I guess the obvious questions go unanswered: What is an "artist-in-residence" ??? Is it a paid position? Just at Nikiski? Who picks the artist? ???

spwright 10/03/12 - 12:30 pm
Traveling Artist

FYI The Artist in Residence is a Traveling Artist that moves from School to School to teach Our Children Art.

Yes it is a Paid Worthwhile Employee Position & worth every dime spent. Go witness this for yourself.


Watchman on the Wall
Watchman on the Wall 10/03/12 - 01:06 pm
Drawing is a means of expression

Very good for people to draw to help them express ideas, or Beliefs for many areas. I know that art is used in many investigations of abuse to help victims express themselves for healing and apprehinding abusers.
Art is good most of the time, but it can and has many times crossed over into evil intentions, which is not good for any.
We have a young lady that attends my fellowship who is a very good drawer of many varied subjects.
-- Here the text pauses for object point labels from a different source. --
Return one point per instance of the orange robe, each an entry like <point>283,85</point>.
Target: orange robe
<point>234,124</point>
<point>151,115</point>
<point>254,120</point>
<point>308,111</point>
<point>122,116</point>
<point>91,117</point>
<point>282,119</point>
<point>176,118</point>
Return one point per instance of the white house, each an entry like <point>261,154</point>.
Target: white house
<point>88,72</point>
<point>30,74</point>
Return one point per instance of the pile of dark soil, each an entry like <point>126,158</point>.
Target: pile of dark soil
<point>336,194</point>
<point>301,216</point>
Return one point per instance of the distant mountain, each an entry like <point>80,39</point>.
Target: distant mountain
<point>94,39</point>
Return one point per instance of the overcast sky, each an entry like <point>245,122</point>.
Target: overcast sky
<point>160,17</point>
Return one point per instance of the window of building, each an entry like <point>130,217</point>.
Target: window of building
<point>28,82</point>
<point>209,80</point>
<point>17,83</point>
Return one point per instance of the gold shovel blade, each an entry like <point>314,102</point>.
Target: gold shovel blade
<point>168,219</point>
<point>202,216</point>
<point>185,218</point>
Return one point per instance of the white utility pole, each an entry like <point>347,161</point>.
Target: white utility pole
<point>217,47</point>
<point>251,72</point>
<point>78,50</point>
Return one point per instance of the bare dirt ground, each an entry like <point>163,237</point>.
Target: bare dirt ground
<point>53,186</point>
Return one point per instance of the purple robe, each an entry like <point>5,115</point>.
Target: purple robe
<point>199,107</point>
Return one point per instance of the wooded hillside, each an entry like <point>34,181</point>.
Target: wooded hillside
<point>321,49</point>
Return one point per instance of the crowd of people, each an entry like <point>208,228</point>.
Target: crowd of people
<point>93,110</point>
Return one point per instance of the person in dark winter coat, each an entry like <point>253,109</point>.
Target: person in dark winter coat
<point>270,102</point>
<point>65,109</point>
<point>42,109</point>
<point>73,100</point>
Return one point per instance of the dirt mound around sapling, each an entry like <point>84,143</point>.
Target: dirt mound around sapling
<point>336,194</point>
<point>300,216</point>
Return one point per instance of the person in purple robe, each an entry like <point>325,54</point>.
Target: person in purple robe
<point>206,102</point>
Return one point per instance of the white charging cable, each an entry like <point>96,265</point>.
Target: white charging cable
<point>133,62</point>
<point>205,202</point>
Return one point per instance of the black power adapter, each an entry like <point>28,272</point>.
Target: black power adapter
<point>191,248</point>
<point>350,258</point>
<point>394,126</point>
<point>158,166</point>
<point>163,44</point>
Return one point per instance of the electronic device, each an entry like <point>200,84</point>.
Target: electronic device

She in fact designed T shirts for an upcoming Ladies Bible retreat which each Lady purchased their T which was printed out north kenai i think. We also have several other young kids that are very good at drawing and it's fun to view their ideas on paper.
There are many areas available for people to express their thoughts or ideas like this one with art, as well as the opinion section allowed here on the Clarion done in writings which sometimes are very artful in their presentations of ideas in order to express thought and feeling as well as Beliefs.

Back to the art issue as a means of expressing ones Beliefs or ideals and consider the New Flags supposedly of America which have started to surface Globally with an idea of promoting a certain Belief system want too?
The art depicting OUR American Flag of stars & stripes has been redone with the stripes now streaks of red over white, and the stars replaced & now the Obama seal with white streaks across the seal. There is also a Flag of the USA with the very same changes of Red streaks and Obama's seal replacing the Stars.
I will not bore everyone with a long drawn out meaning of this New Look for OUR Nations Symbols of Freedom, that we Pledge allegiance to as ONE Nation Under God, or should i say we use to pledge allegiance to it.
This National symbol is now being designed to show a fundamental change of belief in the Flag of the USA and OUR allegiance to Freedom under God, now replaced with an Obama Flag pledging allegiance to Obama as OUR freedoms vanish under this god.

Please DRAW your own conclusions from the Obama art.